Needless to say, Iran proclaims—in its submission on the projected UN treaty—that it “has enforced and continues to enforce measures to prevent and curb the illicit trafficking and transfer of such weapons.” This is a blatant lie. It has, further, the gall to claim that “the major problem of the developing countries” rests in the culpability of “certain major exporters of . . . [small] weapons,” i.e., “certain Western countries.” Like the other nations involved in this case—though in Iran’s case, the problem is evil intent, not a lack of attention—Iran is engaging in activities that violate its own laws and existing UN Security Council resolutions. Another UN treaty will not cure this problem—it will only give the bad states more cover to hide behind.
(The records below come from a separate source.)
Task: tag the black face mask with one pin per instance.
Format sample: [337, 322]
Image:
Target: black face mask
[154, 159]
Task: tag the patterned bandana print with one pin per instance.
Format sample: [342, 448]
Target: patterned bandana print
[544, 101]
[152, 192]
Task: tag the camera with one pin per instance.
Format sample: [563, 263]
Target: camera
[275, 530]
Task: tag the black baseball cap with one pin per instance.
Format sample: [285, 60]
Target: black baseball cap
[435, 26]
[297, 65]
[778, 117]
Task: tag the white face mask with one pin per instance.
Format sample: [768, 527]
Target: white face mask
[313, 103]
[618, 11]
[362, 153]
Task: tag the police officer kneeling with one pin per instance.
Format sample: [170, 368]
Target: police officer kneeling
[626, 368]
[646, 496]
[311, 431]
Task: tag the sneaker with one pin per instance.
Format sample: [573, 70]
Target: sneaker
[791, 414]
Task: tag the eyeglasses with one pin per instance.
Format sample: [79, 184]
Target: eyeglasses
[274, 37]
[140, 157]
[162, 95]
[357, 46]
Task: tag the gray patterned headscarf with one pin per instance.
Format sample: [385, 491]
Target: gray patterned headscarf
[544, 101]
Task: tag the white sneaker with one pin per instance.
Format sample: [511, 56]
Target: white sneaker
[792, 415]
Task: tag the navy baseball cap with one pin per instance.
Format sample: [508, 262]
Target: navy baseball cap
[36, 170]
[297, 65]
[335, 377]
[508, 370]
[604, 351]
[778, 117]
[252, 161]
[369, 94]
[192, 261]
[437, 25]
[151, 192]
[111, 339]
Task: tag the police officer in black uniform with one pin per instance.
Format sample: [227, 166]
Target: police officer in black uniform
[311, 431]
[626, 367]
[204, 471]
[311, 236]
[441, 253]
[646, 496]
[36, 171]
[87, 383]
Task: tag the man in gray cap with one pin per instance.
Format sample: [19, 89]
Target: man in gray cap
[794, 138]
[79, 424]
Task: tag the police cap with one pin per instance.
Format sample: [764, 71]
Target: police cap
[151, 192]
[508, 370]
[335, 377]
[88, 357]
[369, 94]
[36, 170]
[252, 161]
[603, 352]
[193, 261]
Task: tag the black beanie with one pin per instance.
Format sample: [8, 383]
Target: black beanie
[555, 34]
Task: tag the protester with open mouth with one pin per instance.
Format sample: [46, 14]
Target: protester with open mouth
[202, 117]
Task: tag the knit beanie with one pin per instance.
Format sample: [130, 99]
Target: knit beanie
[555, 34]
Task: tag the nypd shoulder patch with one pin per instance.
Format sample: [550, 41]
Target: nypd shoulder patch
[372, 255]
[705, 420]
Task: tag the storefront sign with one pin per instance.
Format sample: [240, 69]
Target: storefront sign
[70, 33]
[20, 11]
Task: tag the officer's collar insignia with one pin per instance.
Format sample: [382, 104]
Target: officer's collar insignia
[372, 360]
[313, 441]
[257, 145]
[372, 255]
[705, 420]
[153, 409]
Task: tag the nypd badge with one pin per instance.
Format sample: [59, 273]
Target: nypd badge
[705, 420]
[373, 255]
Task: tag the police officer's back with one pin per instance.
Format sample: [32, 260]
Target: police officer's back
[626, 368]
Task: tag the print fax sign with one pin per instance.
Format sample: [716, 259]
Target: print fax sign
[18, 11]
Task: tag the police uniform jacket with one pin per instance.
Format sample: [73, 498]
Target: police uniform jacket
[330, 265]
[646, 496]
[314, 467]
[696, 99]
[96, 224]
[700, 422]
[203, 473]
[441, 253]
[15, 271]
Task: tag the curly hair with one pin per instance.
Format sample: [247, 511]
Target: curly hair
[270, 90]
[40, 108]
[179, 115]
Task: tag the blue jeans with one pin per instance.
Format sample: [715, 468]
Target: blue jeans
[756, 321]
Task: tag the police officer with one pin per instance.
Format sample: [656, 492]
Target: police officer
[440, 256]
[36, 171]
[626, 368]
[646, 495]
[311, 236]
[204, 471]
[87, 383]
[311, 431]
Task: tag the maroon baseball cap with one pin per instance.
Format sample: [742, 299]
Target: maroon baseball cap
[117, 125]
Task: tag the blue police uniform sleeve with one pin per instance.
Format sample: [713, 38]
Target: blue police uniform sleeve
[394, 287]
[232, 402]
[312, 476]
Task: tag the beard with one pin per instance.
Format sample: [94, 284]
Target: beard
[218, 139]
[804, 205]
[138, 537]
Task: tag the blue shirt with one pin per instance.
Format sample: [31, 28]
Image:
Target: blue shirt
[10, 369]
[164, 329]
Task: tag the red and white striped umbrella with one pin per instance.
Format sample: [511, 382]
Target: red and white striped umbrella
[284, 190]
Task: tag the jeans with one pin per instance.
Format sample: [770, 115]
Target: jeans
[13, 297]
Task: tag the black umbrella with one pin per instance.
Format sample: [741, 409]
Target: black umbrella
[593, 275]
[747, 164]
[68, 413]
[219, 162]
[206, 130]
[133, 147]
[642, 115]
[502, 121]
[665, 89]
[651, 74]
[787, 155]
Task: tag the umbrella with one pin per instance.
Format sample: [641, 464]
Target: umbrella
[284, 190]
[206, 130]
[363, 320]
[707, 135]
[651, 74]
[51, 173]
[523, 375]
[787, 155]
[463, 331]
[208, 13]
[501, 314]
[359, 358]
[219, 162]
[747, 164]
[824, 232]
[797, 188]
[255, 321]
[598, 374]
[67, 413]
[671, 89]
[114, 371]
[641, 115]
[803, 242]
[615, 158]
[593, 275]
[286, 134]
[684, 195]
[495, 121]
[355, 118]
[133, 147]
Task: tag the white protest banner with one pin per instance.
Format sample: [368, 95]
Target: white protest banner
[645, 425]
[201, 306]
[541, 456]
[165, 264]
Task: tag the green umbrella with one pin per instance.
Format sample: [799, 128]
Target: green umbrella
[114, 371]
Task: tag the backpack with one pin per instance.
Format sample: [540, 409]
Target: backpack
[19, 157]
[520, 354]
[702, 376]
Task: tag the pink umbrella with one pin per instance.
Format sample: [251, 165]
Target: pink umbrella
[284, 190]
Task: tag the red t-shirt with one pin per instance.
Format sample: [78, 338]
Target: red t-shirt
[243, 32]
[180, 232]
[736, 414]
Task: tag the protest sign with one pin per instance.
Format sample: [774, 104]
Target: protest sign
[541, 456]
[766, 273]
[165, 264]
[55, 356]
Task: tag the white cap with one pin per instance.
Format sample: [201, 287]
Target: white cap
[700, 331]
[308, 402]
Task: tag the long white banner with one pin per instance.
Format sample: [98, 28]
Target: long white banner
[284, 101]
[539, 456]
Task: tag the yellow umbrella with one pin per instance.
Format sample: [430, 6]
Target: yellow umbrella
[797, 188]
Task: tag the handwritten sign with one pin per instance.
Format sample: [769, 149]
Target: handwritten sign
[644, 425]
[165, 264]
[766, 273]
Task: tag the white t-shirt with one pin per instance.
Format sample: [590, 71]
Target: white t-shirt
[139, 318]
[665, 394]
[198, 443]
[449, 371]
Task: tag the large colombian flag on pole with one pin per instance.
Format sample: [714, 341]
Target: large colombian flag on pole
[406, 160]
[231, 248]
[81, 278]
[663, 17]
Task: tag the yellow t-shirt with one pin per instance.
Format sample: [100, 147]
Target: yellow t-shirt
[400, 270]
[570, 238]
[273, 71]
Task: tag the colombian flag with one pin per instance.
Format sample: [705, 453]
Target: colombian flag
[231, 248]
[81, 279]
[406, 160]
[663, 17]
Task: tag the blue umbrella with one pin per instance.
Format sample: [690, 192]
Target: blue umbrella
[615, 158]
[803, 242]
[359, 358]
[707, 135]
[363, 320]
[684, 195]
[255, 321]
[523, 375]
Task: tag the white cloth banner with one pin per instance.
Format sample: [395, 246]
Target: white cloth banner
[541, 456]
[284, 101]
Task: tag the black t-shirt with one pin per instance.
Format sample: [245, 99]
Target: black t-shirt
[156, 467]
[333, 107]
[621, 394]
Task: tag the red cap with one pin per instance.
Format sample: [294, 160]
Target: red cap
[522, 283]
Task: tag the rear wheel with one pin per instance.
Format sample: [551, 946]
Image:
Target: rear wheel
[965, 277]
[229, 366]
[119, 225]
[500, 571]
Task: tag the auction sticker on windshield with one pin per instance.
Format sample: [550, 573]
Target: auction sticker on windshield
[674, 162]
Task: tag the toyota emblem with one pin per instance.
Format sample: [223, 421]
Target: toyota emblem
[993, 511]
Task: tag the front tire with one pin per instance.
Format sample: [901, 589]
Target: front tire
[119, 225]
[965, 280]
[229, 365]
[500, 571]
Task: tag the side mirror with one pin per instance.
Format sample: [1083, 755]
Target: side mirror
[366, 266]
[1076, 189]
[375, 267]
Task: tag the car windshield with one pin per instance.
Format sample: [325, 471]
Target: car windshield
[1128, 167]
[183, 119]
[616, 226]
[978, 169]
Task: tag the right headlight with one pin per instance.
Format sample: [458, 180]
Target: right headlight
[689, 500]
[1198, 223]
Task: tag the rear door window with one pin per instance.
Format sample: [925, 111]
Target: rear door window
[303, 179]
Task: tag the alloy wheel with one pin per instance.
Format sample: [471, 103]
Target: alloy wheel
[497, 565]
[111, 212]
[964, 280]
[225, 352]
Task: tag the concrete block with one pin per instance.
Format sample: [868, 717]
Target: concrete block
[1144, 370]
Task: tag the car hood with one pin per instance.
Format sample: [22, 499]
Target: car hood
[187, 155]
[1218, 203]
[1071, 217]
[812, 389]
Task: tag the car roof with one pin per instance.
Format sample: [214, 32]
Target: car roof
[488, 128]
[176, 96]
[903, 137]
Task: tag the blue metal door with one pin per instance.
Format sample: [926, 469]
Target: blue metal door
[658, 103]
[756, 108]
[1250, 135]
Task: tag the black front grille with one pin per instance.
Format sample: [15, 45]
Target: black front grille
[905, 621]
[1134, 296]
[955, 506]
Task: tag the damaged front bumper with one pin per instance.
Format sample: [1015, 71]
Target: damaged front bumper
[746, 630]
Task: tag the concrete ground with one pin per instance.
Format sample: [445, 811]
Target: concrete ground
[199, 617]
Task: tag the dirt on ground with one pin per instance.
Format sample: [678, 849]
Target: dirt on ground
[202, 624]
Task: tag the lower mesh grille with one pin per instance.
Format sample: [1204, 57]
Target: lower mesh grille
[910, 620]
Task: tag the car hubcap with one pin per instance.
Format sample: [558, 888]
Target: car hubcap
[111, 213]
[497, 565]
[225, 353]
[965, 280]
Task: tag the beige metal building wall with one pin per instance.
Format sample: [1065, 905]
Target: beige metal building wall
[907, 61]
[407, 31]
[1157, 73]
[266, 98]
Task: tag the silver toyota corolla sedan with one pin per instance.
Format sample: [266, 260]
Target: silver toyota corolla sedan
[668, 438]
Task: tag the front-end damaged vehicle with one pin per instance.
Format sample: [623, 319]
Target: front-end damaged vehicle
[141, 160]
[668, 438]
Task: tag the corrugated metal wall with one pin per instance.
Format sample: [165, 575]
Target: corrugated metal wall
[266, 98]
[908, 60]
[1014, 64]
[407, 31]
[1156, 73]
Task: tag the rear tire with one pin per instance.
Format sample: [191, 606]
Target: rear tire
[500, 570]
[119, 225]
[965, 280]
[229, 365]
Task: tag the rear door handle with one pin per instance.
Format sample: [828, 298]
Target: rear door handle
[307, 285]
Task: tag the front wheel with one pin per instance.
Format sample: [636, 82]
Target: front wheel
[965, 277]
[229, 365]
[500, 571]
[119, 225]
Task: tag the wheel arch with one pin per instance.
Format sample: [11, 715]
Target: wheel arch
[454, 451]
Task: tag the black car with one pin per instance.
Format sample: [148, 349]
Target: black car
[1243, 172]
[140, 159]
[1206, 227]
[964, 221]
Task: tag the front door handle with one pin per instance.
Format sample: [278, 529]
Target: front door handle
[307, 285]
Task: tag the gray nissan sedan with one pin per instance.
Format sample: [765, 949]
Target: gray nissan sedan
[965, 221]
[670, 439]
And that is something the UN specializes in. Indeed, since the UN works for all its member states—the bad ones as well as the good ones—it can scarcely do anything but incline toward covering up malfeasance. Yesterday, French officials harshly criticized IAEA head Mohamed ElBaradei, who called the Iranian nuclear threat “hyped.” French Foreign Minister Bernard Kouchner replied that “it is clear on reading the IAEA documents that not a single question has been answered,” while another French official, speaking off the record, said “ElBaradei has been watering things down for a very long time and now we’ve had enough. . . . [IAEA inspectors have gathered] whole series of pieces of evidence, of proof.”

Proof indeed. It’s too bad that the French back the UN’s projected treaty. Their own complaints about the IAEA, and their circumstantial and perhaps unknowing involvement in the shipment of North Korean weapons to Iran, illustrate the fallacies inherent in believing that a UN treaty will be effective.